1988: In a debate between United States vice presidential candidates, Democrat Lloyd Bentsen famously tells Republican Dan Quayle, "Senator, you're no Jack Kennedy," after Quayle defends his qualifications for office by comparing his Congressional experience to President John F. Kennedy's when he first sought the presidency.

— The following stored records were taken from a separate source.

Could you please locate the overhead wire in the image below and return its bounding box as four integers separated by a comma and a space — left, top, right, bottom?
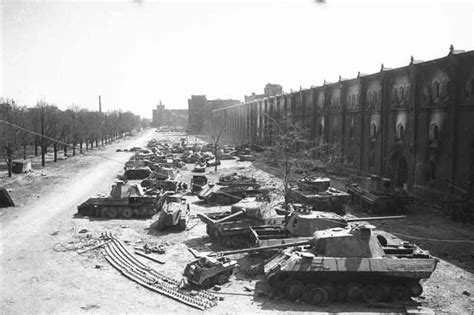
0, 119, 130, 164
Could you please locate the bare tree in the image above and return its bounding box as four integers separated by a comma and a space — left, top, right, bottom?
266, 115, 314, 203
208, 116, 226, 172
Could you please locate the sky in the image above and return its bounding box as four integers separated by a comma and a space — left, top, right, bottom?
0, 0, 474, 117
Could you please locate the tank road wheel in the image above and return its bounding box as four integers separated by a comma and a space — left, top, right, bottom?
335, 284, 347, 301
407, 281, 423, 297
121, 208, 133, 219
201, 277, 214, 289
285, 280, 304, 301
216, 272, 229, 285
320, 282, 337, 303
206, 224, 216, 237
178, 219, 186, 231
308, 287, 329, 306
392, 285, 410, 303
362, 284, 382, 304
268, 273, 288, 291
377, 283, 392, 301
105, 207, 118, 219
346, 283, 363, 302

1988: Chilean President Augusto Pinochet loses a referendum that would have provided him with a new eight-year presidential term. As a result of the vote, presidential and legislative general elections were set for the following year, putting an end to Pinochet's 16-year military dictatorship.
1989: The Dalai Lama, Tenzin Gyatso, is named the winner of the Nobel Peace Prize for his nonviolent campaign to end the Chinese domination of Tibet.
2000: In what became known as the Bulldozer Revolution, protesters from all over Serbia arrive in Belgrade to demand President Slobodan Milosevic concede electoral defeat from the country's September elections. Opposition supporters used a bulldozer to help take over Serbian state television and set fire to the Yugoslav parliament building as part of the effort. Due to pressure caused by the protests, Milosevic would end up resigning on Oct. 7.
2001: Barry Bonds of the San Francisco Giants hits his 71st and 72nd home runs of the season to surpass the single-season record of 70 set by Mark McGwire in 1998. The Giants' slugger would add another on Oct. 7 to set the new record at 73.
2001: The crime drama "Training Day," starring Denzel Washington and Ethan Hawke, premieres in theaters. Washington would win his first Oscar, for Best Actor, for his performance as a corrupt cop in the film.
2004: Comedian and actor Rodney Dangerfield, whose films included "Caddyshack," "Back to School" (pictured) and "Easy Money" and who is also remembered for his exasperated standup routine about getting "no respect," dies at age 82 from complications from an Aug. 24, 2004, heart valve-replacement surgery.
2011: Steve Jobs, the co-founder and longtime CEO of Apple Inc., dies of pancreatic cancer at the age of 56.